Iraqi security officials have been quoted saying insurgents are resorting to using smaller bombs and planting them in vehicles.

Explosions went off around the city Tuesday, a chaotic day in which Agence France-Presse (AFP) reports that seven were killed in a bomb attack at a bus station in the Shiite neighborhood of Al Mashtal, while four more died from a roadside bomb.

Attacks had been abating, reports the Associated Press (AP).

U.S. officials say attacks in Baghdad average about four a day – down nearly 90 percent from levels of late 2006, when Shiite-Sunni fighting was at its high point and just before the U.S. troop surge that helped bring down violence in the capital.
Tuesday's blasts came a day after a series of bombings killed 10 people and wounded 40 more, underscoring the threat still posed by extremists.
Other attacks also took place in Mosul, where violence has spiked in recent months.

UPI reports that on Monday US military officials said they had arrested several high-profile militants, some with ties to Al Qaeda in Iraq (AQI), in three days of operations in central and northern Iraq.

Among those taken into custody Monday was a man who intelligence reports suggest oversaw the movement of bomb-making materials into Mosul, officials said. Eleven other suspects also were detained, American Forces Press Service said.

The attacks in Baghdad may be a sign that anti-American cleric Moqtada al-Sadr does not have control over all of his followers, reports the Los Angeles Times.

The attacks in eastern Baghdad, once a stronghold of Shiite cleric Muqtada Sadr, suggested that some splinter factions from his militia were conducting operations despite a freeze on most of his fighters.
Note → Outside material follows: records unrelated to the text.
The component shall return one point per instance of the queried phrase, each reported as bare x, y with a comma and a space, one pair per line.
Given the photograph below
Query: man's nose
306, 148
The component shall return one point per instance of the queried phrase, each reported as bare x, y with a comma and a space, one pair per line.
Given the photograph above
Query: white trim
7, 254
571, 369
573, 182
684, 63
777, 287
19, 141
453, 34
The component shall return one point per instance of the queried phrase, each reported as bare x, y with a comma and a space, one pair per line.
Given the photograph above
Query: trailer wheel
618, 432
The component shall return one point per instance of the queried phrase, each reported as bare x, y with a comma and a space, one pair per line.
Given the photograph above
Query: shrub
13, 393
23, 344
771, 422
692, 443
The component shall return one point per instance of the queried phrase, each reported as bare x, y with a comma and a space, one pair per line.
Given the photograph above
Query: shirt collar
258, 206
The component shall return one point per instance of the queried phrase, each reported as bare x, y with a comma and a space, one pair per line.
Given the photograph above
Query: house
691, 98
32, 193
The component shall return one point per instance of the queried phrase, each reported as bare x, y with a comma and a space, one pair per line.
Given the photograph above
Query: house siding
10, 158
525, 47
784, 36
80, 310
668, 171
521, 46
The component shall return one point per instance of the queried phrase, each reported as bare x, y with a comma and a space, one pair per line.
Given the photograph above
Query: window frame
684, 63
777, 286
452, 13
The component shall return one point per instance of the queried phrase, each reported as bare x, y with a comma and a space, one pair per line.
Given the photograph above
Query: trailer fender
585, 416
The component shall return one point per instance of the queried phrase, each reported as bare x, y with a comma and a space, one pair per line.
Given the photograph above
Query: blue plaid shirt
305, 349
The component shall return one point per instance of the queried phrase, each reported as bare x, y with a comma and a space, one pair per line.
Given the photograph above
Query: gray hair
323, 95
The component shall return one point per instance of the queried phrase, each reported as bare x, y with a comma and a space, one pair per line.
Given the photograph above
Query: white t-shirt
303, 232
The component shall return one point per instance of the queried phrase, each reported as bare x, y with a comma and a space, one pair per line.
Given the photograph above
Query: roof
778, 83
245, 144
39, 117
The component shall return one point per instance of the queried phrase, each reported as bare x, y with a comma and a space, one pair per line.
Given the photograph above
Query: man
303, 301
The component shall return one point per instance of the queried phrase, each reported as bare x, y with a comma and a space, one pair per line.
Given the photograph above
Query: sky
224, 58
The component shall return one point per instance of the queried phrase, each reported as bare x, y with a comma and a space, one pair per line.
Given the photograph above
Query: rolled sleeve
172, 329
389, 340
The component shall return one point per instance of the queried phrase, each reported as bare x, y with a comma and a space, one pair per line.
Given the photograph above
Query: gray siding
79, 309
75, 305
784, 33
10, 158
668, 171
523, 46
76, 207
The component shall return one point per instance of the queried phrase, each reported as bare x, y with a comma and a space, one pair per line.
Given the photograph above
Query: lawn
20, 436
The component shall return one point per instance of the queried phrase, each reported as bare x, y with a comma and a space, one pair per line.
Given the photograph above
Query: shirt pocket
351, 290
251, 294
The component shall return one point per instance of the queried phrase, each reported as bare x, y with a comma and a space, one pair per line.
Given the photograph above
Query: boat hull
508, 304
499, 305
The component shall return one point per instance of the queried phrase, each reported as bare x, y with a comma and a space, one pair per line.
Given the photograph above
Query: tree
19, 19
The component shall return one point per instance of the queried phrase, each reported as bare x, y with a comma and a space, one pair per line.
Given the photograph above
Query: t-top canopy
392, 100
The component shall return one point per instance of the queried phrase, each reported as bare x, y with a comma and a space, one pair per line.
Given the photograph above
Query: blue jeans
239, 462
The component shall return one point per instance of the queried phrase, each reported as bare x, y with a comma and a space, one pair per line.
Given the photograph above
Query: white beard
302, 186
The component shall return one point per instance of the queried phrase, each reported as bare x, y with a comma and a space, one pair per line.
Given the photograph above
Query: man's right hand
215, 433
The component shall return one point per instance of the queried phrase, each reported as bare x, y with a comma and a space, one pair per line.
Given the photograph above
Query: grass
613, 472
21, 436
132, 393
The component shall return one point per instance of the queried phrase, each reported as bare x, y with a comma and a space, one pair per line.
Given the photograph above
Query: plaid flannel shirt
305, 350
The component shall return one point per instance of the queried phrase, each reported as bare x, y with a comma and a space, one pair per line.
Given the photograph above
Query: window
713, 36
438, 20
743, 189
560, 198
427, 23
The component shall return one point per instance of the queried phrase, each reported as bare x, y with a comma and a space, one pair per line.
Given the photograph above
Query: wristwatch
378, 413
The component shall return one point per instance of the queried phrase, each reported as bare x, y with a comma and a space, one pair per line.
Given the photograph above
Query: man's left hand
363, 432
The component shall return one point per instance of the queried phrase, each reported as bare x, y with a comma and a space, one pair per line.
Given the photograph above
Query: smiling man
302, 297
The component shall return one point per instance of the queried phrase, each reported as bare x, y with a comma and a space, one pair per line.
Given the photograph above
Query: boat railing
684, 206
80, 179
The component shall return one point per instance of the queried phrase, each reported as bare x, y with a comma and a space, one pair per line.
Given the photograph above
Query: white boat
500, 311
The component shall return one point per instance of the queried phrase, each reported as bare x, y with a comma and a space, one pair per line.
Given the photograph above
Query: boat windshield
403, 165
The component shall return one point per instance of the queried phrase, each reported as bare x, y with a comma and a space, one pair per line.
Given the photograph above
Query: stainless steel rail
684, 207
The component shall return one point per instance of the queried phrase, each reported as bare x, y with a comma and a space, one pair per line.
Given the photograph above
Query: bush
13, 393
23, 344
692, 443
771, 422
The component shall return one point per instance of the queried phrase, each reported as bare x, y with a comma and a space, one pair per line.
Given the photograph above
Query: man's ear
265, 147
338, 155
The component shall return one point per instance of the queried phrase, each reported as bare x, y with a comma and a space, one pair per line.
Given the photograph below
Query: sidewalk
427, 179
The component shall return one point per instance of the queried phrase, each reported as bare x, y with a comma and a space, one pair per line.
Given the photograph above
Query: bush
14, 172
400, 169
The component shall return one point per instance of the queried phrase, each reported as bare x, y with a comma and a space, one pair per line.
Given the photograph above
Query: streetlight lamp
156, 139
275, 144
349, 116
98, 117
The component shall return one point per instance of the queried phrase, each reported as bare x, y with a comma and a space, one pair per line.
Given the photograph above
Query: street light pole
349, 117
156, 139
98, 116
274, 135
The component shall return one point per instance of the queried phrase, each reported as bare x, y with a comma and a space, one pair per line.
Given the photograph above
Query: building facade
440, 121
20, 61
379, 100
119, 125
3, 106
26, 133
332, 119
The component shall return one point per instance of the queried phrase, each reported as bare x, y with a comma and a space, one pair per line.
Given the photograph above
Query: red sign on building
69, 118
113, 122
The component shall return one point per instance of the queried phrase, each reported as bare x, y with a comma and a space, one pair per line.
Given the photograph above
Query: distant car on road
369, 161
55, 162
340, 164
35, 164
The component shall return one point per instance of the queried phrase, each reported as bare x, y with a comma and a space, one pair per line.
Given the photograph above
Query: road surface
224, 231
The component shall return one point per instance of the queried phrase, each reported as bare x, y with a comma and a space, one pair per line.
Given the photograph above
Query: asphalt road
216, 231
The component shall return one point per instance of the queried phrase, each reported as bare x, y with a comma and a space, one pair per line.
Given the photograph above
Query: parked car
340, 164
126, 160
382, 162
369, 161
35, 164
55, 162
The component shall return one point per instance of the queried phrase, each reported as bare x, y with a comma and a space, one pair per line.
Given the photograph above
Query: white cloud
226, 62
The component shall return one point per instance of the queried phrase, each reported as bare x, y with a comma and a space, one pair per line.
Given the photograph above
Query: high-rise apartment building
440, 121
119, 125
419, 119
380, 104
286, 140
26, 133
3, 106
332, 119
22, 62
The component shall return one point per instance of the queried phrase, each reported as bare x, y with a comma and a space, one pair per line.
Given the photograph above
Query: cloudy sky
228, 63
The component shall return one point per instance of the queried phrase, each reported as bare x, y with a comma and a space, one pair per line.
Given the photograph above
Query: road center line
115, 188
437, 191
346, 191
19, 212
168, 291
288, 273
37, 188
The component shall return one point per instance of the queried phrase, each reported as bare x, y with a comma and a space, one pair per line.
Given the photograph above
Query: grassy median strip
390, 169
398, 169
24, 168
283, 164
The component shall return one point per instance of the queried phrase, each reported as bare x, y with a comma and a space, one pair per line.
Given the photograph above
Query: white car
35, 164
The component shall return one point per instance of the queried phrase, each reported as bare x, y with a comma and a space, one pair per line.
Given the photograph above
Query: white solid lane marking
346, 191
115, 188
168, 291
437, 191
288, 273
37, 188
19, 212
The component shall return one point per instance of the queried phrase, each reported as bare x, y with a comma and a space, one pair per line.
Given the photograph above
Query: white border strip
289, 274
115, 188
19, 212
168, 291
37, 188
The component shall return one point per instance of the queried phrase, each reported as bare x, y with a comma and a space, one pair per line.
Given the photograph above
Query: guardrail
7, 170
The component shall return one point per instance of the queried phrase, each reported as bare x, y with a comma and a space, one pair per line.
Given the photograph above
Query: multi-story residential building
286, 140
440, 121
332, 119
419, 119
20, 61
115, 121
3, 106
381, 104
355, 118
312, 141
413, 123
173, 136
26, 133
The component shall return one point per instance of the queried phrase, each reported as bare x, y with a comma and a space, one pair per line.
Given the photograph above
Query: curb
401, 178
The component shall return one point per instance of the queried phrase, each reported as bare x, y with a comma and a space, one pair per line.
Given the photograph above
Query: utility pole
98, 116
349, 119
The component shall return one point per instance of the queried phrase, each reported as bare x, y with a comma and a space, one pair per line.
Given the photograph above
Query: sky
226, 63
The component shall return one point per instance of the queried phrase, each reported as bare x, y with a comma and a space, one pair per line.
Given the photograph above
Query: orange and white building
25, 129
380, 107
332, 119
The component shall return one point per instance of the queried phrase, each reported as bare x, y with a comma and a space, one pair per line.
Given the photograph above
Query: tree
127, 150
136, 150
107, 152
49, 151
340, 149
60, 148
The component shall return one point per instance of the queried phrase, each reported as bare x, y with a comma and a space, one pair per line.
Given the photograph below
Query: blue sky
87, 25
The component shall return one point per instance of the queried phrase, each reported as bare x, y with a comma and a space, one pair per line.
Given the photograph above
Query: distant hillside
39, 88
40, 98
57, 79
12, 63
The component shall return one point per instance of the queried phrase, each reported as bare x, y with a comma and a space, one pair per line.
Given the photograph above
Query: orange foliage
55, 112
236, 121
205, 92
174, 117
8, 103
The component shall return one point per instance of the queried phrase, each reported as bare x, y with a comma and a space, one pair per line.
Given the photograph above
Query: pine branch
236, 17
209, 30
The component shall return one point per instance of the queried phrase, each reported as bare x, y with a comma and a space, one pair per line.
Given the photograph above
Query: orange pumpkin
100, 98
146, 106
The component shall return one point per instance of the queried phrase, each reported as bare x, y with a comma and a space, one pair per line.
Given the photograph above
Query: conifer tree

The New York Times reports that the bombings may be the result of sticky IEDs with mounted-on adhesive or magnets that can be stuck on to objects like cars and trucks.

One sticky IED victim was a fish seller in Al Mashtal, the paper quotes a police colonel as saying.

"I warned this fish seller only yesterday that his stand on the side of the street was not safe because anyone passing by could set an I.E.D. s blow him up, along with his customers," the police colonel said. "He didn't listen, and the poor guy lost his life in today's blast."

In October, the Washington Post reported that the US military "has investigated roughly 200 cases involving magnetic bombs." It reported that the bombs have been used to assassinate Iraqi officials.

One of Tuesday's attacks targeted a prominent Shiite politician, Ahmed al-Barak, a former member of the US-appointed Iraqi Governing Council, which helped administer the country until June 2004. He currently heads the country's property claims commission, according to a blog in the Los Angeles Times.

The attack may also have been the result of a sticky IED, and killed one civilian and injured eight others, including five of Mr. Barak's body guards, it reports.

Despite this week's violence, last month saw the lowest death toll for both US forces and Iraqis since the war began in March 2003, according to the AP. It reports that American troops recorded 13 fatalities and Iraqi authorities showed that at least 364 Iraqis were killed, including members of the country's security services.

U.S. deaths in Iraq fell in October to their lowest monthly level of the war, matching the record low of 13 fatalities suffered in July. Iraqi deaths fell to their lowest monthly levels of the year. Eight of the 13 Americans died in combat, most of them in northern Iraq where al-Qaida and other Sunni insurgent groups remain active. The U.S. military suffered 25 deaths in September and 23 in August.